Abstract

A case is reported of a 47-year-old female patient who suffered from massive tumour embolism during a nephrectomy for a renal carcinoma invading the inferior vena cava. Intraoperative monitoring consisted in direct blood pressure measurement (radial artery cannula), central haemodynamic monitoring (Swan-Ganz catheter), pulse oximetry and capnography. During the surgical manipulation of the suprahepatic vena cava, Petco 2 suddenly decreased (from 25 mmHg to 14 mmHg), together with Spo 2 (from 99 % to 89 %), and the mean pulmonary arterial pressure increased from 18 mmHg to 40 mmHg. The drop in arterial blood pressure to 50/30 mmHg, initiated an immediate sternotomy.

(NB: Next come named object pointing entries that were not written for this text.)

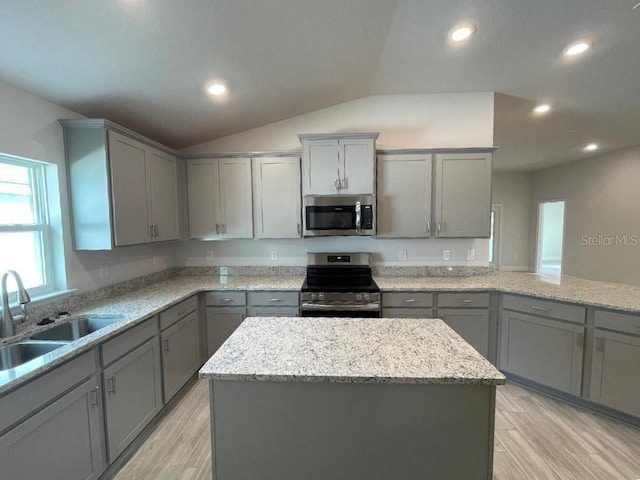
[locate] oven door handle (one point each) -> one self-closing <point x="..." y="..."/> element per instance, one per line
<point x="324" y="306"/>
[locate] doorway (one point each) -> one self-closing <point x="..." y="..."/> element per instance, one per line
<point x="550" y="237"/>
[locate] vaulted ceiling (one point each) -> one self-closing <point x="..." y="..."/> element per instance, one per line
<point x="144" y="64"/>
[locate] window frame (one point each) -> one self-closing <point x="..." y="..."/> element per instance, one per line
<point x="41" y="226"/>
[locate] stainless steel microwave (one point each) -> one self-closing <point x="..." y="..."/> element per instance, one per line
<point x="326" y="215"/>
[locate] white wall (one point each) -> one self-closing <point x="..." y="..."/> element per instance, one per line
<point x="403" y="121"/>
<point x="512" y="190"/>
<point x="29" y="128"/>
<point x="602" y="236"/>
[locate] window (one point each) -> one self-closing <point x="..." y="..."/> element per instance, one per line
<point x="550" y="237"/>
<point x="25" y="232"/>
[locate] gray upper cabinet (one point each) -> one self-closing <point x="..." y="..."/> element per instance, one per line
<point x="338" y="164"/>
<point x="462" y="203"/>
<point x="220" y="198"/>
<point x="276" y="197"/>
<point x="123" y="190"/>
<point x="404" y="196"/>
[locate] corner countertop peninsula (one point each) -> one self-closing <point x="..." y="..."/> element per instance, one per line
<point x="350" y="398"/>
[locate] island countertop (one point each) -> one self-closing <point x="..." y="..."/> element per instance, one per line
<point x="349" y="350"/>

After clamping the superior and inferior venae cavae, numerous tumour fragments were removed from the pulmonary artery. Cardiac activity restarted after internal cardiac massage, 1 mg adrenaline, 1 g calcium chloride and 150 mmol of molar sodium bicarbonate. The whole procedure lasted 30 min. Arterial blood pressure became stable at 110/50 mmHg, pulmonary arterial and wedge pressures at 20 and 5 mmHg. The Spo 2 increased to 98 %, and Petco 2 to 25 mmHg. The nephrectomy was then carried out, the patient being given 5 μg · kg −1 · min −1 dobutamine and 3 μg · kg −1 · min −1 dopamine. At the end of surgery, systolic blood pressure was 120 mmHg, mean pulmonary arterial pressure 25 mmHg, and Paco 2 34 mmHg. The patient left the intensive care unit after twelve days. After one year of follow-up, no complication had occurred. The value of cardiopulmonary bypass in nephrectomy for renal carcinoma invading the vena cava, or the renal vein, is discussed. Pulse oximetry and capnography helped to make an early diagnosis of tumour embolism ; the usefulness of this type of monitoring is underlined.